Mobilização em prol de ações emergenciais em Atafona

Lançamento de abaixo-assinado e manifestação pacífica visam sensibilizar as autoridades federais em relação ao avanço do mar

Região
Por Redação
18 de junho de 2017 - 21h53
Prefeita Carla Machado participou do lançamento da mobilização (Foto: divulgação-Secom)

Prefeita Carla Machado participou do lançamento da mobilização (Foto: divulgação-Secom)

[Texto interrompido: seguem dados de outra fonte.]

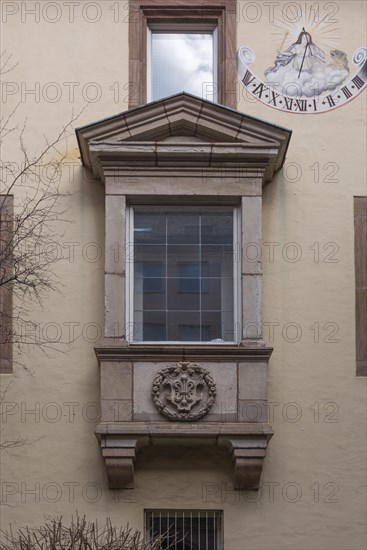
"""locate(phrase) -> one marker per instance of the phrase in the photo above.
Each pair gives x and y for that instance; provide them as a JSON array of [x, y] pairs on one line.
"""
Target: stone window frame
[[360, 261], [237, 293], [221, 14], [6, 295]]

O avanço do mar em Atafona, litoral de São João da Barra – que há décadas vem deixando um rastro destruição – voltou a se intensificar nesses primeiros meses de 2017, sendo motivo de uma mobilização na busca de solução para o problema. A Prefeitura de São João da Barra, representada pela Secretaria de Meio Ambiente, se aliou aos movimentos criados pelos moradores e frequentadores da praia e lançou, no sábado, 17, no aniversário da cidade, um abaixo-assinado, que ficará disponível no site http://www.sjb.rj.gov.br e em um estande durante os festejos de São João Batista.

A meta é atingir, pelo menos, 20 mil assinaturas para que o documento seja enviado aos Ministérios das Cidades, da Integração Nacional, Câmara dos Deputados, Senado Federal, Governo do Estado e Assembleia Legislativa do Estado do Rio de Janeiro. Com a iniciativa, o poder público municipal e a sociedade esperam sensibilizar as autoridades competentes para uma análise emergencial e que medidas sejam tomadas para solucionar de forma definitiva a situação, se estendendo à praia do Açu, onde o avanço também vem acontecendo de forma recorrente.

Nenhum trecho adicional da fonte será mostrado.